Here's the real foundational stuff about the opening up of debate in Iraq, and an attempt to articulate how it relates to the concerns and values I took with me to Duhok:
Call this a World Debate Party, call it replacing weapons with words, but this is the vision concerning the role of debate education in building peaceful societies.
There has to be a general orientation towards verbalizing disagreements, conflict resolution, adjudicated verbal conflict, a tradition of debate at every level of social and political interaction--and I would contend economic interaction as well. We must place one another in situations of reciprocal discourse and judgement and agree to abide by one another's transparent and honest norms. We must debate about the norms themselves.
This project is generally egalitarian, at least moderately redistributive, and requires thinking about how other people think, which means it requires a massive campaign of public participation whenever it's done.
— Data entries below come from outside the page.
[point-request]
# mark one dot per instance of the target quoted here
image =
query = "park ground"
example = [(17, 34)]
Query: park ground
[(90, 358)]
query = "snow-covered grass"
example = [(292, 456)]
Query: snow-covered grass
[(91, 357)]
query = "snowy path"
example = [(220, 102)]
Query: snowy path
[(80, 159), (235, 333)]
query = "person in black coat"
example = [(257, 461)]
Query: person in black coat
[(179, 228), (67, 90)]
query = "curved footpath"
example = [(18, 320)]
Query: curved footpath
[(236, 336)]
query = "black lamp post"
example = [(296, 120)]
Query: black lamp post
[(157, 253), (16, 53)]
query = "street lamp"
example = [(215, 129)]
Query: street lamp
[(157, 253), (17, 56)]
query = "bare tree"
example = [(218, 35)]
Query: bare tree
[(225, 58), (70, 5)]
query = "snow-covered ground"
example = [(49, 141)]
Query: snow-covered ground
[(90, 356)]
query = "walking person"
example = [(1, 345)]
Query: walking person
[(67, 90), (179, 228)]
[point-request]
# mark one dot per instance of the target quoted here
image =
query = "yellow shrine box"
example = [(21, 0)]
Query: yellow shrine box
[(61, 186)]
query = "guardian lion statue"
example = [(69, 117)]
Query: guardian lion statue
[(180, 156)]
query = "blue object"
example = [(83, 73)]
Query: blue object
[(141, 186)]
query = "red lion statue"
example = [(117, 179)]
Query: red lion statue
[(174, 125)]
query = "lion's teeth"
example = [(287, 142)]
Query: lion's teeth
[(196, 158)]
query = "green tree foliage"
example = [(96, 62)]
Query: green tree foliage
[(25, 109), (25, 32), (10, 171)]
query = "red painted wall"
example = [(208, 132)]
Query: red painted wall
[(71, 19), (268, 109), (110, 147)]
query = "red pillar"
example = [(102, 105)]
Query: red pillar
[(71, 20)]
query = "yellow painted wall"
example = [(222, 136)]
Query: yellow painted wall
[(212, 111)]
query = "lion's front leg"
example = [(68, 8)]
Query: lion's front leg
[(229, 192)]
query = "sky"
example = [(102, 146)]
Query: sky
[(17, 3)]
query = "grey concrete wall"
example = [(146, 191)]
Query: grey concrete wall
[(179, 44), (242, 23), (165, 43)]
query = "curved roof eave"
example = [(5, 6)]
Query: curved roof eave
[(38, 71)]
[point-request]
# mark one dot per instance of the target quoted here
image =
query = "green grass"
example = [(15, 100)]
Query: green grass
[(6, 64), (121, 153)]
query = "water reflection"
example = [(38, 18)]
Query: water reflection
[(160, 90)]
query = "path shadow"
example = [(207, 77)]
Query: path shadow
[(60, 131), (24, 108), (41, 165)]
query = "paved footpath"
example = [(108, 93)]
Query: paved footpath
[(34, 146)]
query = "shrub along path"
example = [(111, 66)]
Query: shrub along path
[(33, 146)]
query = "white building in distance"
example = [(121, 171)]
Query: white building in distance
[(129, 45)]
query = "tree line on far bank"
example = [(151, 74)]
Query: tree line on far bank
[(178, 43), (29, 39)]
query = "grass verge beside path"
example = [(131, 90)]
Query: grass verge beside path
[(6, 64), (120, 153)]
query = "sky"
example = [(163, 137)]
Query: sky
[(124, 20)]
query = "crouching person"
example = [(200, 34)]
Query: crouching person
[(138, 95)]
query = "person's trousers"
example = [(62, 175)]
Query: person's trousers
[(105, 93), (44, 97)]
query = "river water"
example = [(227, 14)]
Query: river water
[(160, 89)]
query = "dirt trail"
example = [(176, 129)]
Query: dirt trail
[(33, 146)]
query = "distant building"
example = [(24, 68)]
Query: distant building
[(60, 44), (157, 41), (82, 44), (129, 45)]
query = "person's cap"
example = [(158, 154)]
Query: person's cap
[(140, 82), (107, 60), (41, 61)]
I have my own beliefs about the economy and, in the spirit of deliberation, I have elected to bracket them at least concerning whether some kind of market distribution is desirable. In this instance, I am concerned about the way we communicate our problems and objections to one another, although the ability to communicate in this way is inevitably limited and contextualized by economic relations. But we should talk about that too.
This project is culturally respectful, but unapologetically universal--we understand we all have differences, but every culture communicates, and every culture has a culture of debate--although it's sometimes hidden and sometimes exclusively controlled by elites. Our desire to be Prometheus, stealing the fire of debate and simply offering it (we offer debate far more than we teach it) is really our only form of cultural arrogance, and we think it's a forgivable one. We think everyone should have the ability and be afforded the respect to speak and participate in public discourse. Believe it or not, there are some academics who accuse us of trying to impose a "liberal" model of discourse on the world in order to grease the skids for U.S. and Eurocentric hegemony. Far better, they believe, to leave repressive hierarchical societies on their own...or, I guess, to simply invade them, since such an academic-political strategy of "leaving people alone" has never been able to articulate a theory of how we inevtably communicate with these cultures.
I think the fear of universalism can be taken too far, and usually is. Fear of being imposing means we eventually fear looking for commonalities with other people. It also mistakingly identifies all members of a "culture" (eg all Americans) with the interests of their ruling classes. My interests in Iraq were not Dick Cheney's interests, and we need to be capable of articulating that when we talk about engaging other countries.
The profound experiences I had communicating with these Iraqi students about violence, death, war, and security made me realize --once again, and in a real way this time-- that we have cut off ordinary Iraqi or Afghani citizens from the discussion about the invasions and occupations of their countries. That they are the people we on the progressive side need to be listening to the most. And we can't be afraid to listen to the people who wanted America to invade--there weren't many of them, but they were not all greedy death merchants. We have to articulate an alternative foreign policy, and the first step in doing that is communication with those affected most by our foreign policy. That's a progressive project, and it will produce inevitably progressive conclusions.